Statistical Analysis

In addition to providing descriptive statistics for the sample, comparisons for participants included versus excluded in the analyses were made using chi-square tests for categorical variables and independent samples t tests for continuous variables. A series of linear mixed effects models were used to investigate the proposed relationships between lifetime estrogen exposure and cognitive decline. The first model examined EEE; the second model examined EEE and duration of exogenous HT exposure (time varying); the third model examined EEE and type of HT (none, unopposed, opposed); and the fourth model examined EEE and timing of HT initiation relative to menopause. Finally, as a substantial number of participants discontinued HT use between waves 3 and 4 (coinciding with the FDA black box warning),[35] we examined in a subset of participants, any effects of stopping HT use on 3MS scores. For these analyses, a three-level categorical variable was calculated to capture (1) those who used HT continually through wave 3 but discontinued use at wave 4, (2) those who used HT continually through both wave 3 and wave 4, and (3) those who never used HT.

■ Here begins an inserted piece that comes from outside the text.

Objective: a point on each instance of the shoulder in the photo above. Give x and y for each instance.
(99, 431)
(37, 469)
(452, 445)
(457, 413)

In addition to examining fixed effects, mixed effects models address within-participant correlation and random effects inherent in longitudinal data.[36] Furthermore, these models allow for missing data across time points and do not exclude cases on a list-wise basis. The inclusion of each variable/covariate was examined for improvement in model fit (P < 0.05) by comparing negative two log-likelihood values for nested models. All statistical models employed SPSS version 23.